Poi nel finale succede di tutto, anche che lAncona non sfrutti una superiorità
numerica di 4 contro due. Non era serata, un punto è grasso che cola.
di Alessia Del Mastro
Dopo la bellissima prestazione della squadra dorica contro la Triestina eccoci
catapultati ad uno 0 a 0 veramente desolante contro un Cosenza all'ultima spiaggia. Ma che
cosa è successo? Dove era la vera Ancona? Che la partita non sarebbe stata semplice e
scontata come molti pensavano, era da immaginarselo ma da qui ad assistere a 45 minuti di
assedio rosso-blu senza neanche un tiro in porta per i nostri attaccanti c'è un abisso!

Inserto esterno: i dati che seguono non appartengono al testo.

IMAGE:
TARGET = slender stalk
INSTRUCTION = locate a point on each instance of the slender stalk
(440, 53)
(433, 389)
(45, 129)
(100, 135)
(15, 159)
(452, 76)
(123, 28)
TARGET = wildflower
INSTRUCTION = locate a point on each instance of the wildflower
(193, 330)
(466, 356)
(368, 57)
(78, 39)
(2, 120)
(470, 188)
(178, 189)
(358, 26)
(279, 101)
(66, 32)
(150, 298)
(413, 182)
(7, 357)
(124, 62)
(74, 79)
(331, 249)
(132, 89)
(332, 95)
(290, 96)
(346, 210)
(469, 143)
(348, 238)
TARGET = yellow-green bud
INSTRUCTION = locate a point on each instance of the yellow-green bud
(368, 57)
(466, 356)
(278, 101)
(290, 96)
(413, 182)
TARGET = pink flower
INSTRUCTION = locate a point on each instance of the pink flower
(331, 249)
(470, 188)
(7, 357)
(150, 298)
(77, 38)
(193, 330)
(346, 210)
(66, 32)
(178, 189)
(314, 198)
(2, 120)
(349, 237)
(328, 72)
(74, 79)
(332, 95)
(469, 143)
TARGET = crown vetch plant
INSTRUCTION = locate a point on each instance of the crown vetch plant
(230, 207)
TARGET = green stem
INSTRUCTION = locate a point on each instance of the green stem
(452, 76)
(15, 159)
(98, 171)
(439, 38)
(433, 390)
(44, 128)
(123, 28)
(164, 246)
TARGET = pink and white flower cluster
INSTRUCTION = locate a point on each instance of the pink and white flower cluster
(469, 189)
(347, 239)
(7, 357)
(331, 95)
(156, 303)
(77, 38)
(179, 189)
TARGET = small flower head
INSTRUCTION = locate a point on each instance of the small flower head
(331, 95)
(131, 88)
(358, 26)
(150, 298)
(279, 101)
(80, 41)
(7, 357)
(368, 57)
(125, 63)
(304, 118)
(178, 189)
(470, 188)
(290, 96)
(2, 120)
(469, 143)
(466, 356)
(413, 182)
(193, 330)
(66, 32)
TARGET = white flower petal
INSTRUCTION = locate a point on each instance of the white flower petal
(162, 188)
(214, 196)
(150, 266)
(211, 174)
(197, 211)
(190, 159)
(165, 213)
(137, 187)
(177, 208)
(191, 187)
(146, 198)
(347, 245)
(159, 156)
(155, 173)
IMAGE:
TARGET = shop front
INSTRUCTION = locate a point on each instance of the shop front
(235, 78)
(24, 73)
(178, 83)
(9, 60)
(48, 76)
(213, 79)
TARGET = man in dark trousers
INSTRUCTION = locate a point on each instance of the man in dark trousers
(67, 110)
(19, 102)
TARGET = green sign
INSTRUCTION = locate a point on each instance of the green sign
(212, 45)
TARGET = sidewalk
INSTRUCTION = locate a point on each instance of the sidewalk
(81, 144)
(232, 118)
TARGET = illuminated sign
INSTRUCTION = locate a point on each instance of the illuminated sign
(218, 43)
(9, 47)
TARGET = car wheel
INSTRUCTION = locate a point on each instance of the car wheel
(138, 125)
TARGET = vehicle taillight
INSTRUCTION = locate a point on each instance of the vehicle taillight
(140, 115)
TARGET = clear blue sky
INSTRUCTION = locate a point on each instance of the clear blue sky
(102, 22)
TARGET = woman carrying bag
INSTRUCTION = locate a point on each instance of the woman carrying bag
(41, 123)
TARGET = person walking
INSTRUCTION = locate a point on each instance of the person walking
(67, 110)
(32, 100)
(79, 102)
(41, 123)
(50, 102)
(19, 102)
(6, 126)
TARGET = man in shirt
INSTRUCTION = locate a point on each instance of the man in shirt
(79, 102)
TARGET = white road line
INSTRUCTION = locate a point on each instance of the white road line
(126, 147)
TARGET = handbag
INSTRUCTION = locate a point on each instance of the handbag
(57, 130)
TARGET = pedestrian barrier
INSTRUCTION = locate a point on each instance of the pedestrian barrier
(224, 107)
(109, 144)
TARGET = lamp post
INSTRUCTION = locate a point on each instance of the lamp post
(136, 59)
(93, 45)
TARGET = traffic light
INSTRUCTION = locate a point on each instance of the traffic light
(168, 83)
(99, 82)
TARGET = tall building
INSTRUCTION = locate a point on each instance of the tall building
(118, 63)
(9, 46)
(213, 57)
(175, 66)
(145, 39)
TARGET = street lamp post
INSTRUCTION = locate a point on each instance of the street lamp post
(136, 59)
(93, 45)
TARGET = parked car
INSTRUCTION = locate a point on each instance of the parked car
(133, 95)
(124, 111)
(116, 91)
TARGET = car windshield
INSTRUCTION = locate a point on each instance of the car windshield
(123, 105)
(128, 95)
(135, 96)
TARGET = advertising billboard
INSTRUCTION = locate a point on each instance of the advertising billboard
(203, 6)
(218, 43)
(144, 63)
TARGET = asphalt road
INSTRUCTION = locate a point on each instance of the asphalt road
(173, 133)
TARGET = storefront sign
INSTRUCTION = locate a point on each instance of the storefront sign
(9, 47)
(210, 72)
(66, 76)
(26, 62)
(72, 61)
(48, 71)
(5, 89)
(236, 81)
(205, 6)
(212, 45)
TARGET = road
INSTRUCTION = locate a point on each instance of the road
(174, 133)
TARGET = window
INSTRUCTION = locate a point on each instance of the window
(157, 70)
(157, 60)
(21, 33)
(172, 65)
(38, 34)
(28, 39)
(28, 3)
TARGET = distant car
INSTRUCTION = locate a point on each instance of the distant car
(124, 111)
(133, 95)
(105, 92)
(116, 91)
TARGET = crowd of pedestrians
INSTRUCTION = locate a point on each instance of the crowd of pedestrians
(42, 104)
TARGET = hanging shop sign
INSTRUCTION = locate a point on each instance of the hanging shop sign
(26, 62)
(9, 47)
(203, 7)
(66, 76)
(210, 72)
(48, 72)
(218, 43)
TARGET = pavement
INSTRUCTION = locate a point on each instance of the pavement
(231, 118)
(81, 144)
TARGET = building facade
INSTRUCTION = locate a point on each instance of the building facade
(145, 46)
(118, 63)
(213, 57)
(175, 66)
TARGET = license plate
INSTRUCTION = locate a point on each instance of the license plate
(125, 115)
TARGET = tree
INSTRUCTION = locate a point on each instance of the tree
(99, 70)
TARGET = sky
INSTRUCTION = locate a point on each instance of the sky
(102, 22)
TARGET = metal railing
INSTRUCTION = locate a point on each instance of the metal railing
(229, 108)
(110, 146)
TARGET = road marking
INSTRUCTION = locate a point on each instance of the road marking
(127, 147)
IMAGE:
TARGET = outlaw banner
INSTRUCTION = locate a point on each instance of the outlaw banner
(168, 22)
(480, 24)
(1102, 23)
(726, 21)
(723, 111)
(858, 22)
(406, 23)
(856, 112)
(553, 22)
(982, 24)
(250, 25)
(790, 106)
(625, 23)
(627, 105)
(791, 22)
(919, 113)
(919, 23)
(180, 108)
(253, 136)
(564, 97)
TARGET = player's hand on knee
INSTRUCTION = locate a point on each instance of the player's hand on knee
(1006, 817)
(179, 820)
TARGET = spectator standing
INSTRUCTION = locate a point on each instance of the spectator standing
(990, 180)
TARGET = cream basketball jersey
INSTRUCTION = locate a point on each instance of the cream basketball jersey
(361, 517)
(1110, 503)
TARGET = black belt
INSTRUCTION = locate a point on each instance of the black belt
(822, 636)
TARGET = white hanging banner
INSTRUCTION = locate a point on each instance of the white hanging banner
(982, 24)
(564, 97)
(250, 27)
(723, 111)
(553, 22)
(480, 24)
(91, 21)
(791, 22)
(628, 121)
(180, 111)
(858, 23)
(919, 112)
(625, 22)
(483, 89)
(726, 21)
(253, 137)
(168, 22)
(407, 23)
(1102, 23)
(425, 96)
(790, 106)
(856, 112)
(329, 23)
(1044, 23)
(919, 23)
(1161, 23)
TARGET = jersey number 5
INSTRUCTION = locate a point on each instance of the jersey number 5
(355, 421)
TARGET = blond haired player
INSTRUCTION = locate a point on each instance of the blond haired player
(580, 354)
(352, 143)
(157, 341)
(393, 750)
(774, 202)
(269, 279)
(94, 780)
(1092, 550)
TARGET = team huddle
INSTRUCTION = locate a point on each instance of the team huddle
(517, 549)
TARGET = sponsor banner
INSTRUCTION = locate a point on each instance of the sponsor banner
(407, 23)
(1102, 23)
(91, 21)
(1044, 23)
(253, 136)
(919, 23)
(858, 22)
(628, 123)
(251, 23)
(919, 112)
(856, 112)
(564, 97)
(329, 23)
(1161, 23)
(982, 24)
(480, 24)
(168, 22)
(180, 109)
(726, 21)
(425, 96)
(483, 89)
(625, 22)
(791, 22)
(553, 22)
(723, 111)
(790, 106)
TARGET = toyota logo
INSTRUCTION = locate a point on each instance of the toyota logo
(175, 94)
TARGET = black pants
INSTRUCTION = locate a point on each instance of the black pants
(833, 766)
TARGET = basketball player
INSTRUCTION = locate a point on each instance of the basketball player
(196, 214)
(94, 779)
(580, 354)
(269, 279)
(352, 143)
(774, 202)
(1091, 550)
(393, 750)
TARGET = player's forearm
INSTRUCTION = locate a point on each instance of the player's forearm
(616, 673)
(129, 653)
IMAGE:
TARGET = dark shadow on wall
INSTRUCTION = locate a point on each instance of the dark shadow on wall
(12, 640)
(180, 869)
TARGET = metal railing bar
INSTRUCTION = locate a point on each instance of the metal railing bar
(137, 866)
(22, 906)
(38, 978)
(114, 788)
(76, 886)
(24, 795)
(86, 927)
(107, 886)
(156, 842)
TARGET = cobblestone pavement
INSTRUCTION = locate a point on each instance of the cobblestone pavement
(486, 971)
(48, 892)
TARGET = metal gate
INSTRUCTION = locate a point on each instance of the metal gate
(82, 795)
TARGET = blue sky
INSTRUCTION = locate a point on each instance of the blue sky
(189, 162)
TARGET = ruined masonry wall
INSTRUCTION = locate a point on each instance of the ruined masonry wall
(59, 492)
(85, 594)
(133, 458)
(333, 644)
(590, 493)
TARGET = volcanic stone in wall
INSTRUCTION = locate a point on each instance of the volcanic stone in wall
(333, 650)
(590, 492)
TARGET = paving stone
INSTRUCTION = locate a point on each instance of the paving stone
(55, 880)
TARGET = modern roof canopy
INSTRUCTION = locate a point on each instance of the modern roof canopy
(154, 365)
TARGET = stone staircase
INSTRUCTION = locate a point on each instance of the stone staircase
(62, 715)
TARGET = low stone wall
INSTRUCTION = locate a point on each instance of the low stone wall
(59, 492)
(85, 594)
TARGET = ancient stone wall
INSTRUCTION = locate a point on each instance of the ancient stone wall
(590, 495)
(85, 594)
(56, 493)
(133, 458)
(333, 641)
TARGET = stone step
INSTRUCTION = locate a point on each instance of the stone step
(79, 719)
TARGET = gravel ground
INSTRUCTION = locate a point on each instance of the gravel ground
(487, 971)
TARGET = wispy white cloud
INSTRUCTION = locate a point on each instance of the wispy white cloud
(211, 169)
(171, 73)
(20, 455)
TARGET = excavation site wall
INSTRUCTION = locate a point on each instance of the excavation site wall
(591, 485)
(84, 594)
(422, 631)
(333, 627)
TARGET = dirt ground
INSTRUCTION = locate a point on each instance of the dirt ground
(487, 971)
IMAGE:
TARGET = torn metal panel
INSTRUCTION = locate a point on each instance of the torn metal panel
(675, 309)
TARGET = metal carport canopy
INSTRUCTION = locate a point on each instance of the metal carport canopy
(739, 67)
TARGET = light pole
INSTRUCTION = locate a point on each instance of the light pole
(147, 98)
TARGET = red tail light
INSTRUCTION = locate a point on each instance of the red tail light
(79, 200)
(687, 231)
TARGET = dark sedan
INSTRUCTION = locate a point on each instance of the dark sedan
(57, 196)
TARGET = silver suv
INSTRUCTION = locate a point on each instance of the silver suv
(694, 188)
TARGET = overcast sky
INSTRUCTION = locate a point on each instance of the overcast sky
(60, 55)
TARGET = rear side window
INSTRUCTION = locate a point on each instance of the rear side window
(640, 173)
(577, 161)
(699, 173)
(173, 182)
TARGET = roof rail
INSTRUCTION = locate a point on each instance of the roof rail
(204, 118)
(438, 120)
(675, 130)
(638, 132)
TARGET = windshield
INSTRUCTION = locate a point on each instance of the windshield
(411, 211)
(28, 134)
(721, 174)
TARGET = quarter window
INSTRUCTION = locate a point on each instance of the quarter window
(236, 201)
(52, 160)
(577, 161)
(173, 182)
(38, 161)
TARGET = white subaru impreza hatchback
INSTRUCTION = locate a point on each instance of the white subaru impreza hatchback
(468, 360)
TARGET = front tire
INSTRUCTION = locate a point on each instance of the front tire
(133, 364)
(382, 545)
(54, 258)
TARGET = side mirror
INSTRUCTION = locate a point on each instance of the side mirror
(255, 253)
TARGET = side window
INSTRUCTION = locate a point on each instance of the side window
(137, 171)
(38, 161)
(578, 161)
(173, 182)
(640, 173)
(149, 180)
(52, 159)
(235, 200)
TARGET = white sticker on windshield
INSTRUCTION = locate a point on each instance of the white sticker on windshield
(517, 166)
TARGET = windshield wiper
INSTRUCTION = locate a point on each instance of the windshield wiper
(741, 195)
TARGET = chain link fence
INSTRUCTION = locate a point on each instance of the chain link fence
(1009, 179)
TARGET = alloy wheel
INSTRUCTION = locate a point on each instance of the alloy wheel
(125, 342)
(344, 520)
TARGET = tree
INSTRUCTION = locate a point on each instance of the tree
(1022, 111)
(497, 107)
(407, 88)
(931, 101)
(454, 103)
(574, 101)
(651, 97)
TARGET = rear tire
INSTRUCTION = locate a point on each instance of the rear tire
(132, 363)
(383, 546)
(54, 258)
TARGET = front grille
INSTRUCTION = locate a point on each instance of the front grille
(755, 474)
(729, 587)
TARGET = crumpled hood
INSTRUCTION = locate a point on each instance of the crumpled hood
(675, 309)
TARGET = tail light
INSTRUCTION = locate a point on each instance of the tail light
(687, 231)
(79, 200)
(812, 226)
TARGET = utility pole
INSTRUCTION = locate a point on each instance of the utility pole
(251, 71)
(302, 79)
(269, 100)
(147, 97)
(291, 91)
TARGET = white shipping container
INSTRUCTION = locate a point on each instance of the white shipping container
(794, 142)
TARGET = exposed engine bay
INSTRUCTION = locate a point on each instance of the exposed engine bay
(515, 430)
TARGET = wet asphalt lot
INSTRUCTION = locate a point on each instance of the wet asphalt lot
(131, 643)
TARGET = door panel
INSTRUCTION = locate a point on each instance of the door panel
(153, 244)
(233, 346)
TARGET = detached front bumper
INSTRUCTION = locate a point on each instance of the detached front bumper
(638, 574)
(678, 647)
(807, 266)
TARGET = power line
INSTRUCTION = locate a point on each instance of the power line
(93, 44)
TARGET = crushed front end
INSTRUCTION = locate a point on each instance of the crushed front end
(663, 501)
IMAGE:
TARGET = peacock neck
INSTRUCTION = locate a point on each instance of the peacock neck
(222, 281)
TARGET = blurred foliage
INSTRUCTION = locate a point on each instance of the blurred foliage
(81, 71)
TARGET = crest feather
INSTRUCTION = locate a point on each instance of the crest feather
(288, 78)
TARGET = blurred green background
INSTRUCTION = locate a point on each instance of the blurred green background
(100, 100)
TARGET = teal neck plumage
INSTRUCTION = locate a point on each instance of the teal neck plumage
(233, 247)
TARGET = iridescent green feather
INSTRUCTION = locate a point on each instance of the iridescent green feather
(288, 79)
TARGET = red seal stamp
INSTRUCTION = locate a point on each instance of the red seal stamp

Sinceramente è stata una partita deludente e nonostante il punto conquistato fuori casa
possiamo solo sperare che sia stata una giornata no anomala perché così non andremo
sicuramente lontano.. come mai allora? Tutto era stato deciso? Sarebbe da escluderlo visto
che per loro un pareggio è una sconfitta vista la bruttissima posizione di classifica e
per noi
!!?? Visti i risultati delle inseguitrici, abbiamo buttato via un punto dalla
quinta e quindi dov'è tutta questa utilità di un pareggio? È anche vero che non si può
vincere o stravincere sempre ma a Cosenza l'Ancona non ha praticamente giocato per circa
50 minuti e se il primo tempo si fosse concluso sul 2 a 0 per i cosentini non sarebbe
stato uno scandalo
grazie a Scarpi e alla loro capacità di sbagliare facilmente soli
davanti al portiere, possiamo dire oggi di essere felici per il punto conquistato! Certo
è una "magra" consolazione! Uscito Ganz dall'infortunio che lo aveva costretto
a saltare la partita con la Triestina, l'Ancona ha schierato in difesa Daino, Dicara (al
posto di Bolic fermato dall'influenza), Maltagliati e Russo, a centrocampo con il rientro
di Perovic sono stati schierati Schenardi (veramente irriconoscibile
ha praticamente
sbagliato tutto o quasi!) Magoni, Perovic e Antonini) 8molto in ombra questa settimana ma
come del resto tutta la squadra) e in attacco la confermata coppia Ganz e Graffiedi con
Budan scalpitante in panchina. Per quanto riguarda la partita c'è veramente poco da dire
visto che per i primi 45 minuti l'incontro è stato veramente a senso unico.. sembrava di
vedere solo il Cosenza. Nessuna azione biancorossa degna di nota fino al trentaduesimo
quando Graffiedi ha avuto la prima e unica occasione di tirare a rete. Nella ripresa ci si
aspettava qualche cosa di più e invece poco soprattutto fino ai due cambi Magoni- De
Patre e Graffiedi - Budan. Con l'entrata in campo di quest'ultimo le azioni a nostro
favore sono aumentate e proprio sui piedi di Igor sono capitate due o tre palle buone, ma
poi sbagliate. Altra nota negativa l'ammonizione di Schenardi che essendo diffidato dovrà
saltare il derby con l'Ascoli
ma forze inizia ad essere stanco e chissà se una
giornata di riposo potrà cancellare la bruttissima prestazione di Cosenza? Domenica
prossima ci sarà l'Ascoli al Del Conero e la tifoseria è già in fermento.. dopo la
delusione immensa di aver perso al Del Duca, chiediamo ai nostri ragazzi una immediata
riscossa e quindi speriamo di dimenticare subito questa partita e di rivedere in campo
quell'Ancona che fino ad ora ci sta regalando immense emozioni.